In diesen Tagen veröffentlicht das süddeutsche Quartett nun mit, „At The Rocks“ das Album nach dem Überraschungserfolg. Angst vor schlechter Resonanz? Stefan gibt sich ganz gelassen: „Uns ist schon klar, dass sich der Erfolg von ,Narcotic‘ wohl eh nicht wiederholen lässt“ Sind Liquido am Ende eine überbewertete Band? „Was heißt das schon? Eine neue Musikrichtung haben wir jedenfalls nicht begründet, und was da mit der Single passiert ist, hat uns natürlich auch sehr überrascht.“ Diese Nüchternheit ist programmatisch; Liquido mühen sich sichtlich, den frühzeitigen Riesenerfolg des Debüts mit Bodenständigkeit und Realismus zu kompensieren. Das Songwriting fürs neue Album fand im heimatlichen Proberaum statt, und jeder durfte seine musikalischen Vorlieben unzensiert einbringen- von einem hysterischen Konzept, das den Weltruhm strategisch dingfest machen soll, keine Spur. „Wir versuchen, uns auf lange Sicht zu etablieren“, erläutert Trommler Wolle.

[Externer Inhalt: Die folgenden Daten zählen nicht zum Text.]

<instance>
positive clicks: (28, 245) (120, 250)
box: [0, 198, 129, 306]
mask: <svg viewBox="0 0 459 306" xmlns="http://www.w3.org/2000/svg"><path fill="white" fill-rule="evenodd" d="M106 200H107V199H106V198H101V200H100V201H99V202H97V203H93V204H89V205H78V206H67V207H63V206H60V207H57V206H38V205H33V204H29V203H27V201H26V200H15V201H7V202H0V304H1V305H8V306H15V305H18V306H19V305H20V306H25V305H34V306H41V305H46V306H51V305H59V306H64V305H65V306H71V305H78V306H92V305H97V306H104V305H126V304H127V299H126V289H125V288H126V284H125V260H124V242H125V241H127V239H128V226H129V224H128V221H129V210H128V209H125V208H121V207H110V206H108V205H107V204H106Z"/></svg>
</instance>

Bei der Umsetzung solcher Pläne stehen sich die Heidelberger zumindest nicht selbst im Wege; laute Gitarren und Punkrock-Verweise sind

„At The Rocks“ endgültig befreit von wütender Emphase und rebellischer Attitüde. Diesen stubenreinen Bubblegum-Grunge beklebten Tim, Wolfgang, Stefan und Wolle einst selbst scherzhaft mit dem Etikett „Pullunderpop“, und das ist gar kein so schlechter Begriff. Die Krankenpfleger- und Studentenband Liquido rockt integrativ und ganz und gar ungefährlich. Und sie fühlt sich pudelwohl in ihrer Ecke der musikalischen Mitte, so Stefan: „Unsere Fans sind gut drauf und haben bisher bei Konzerten immer spitzenmäßig Party gemacht.“ Zum spitzenmäßig Party-Machen gehört auch unbedingt das Erfolgslied, dessentwegen ja ein Großteil des Publikums erscheint „Ich kann Bands nicht verstehen, die ihre größten Erfolge irgendwann einfach nicht mehr spielen. Das ist Missbrauch am Publikum!“, sagt Wolle verständnislos und wird also auch in Zukunft gern die Fans mit „Narcotic“ bedienen.

Die neue Single „Play Some Rock“, ein Poplied mit Kinderchor und schlichtem Melodie-Sentiment, ist so weit nicht entfernt vom ersten Hit, aber ein Schuft ist, wer schnödes Kalkül vermutet. „Wir machen halt das, was bei uns zusammen so rauskommt“, zieht sich Stefan ins Unantastbare zurück. „Freilich haben wir den Zwei-Finger-Akkord nicht erfunden“, erweitert Wolle die Vorlage zum programmatischen Abschluss. „Es soll doch also bitte von uns niemand eine Revoluzzerplatte erwarten.“ Okay.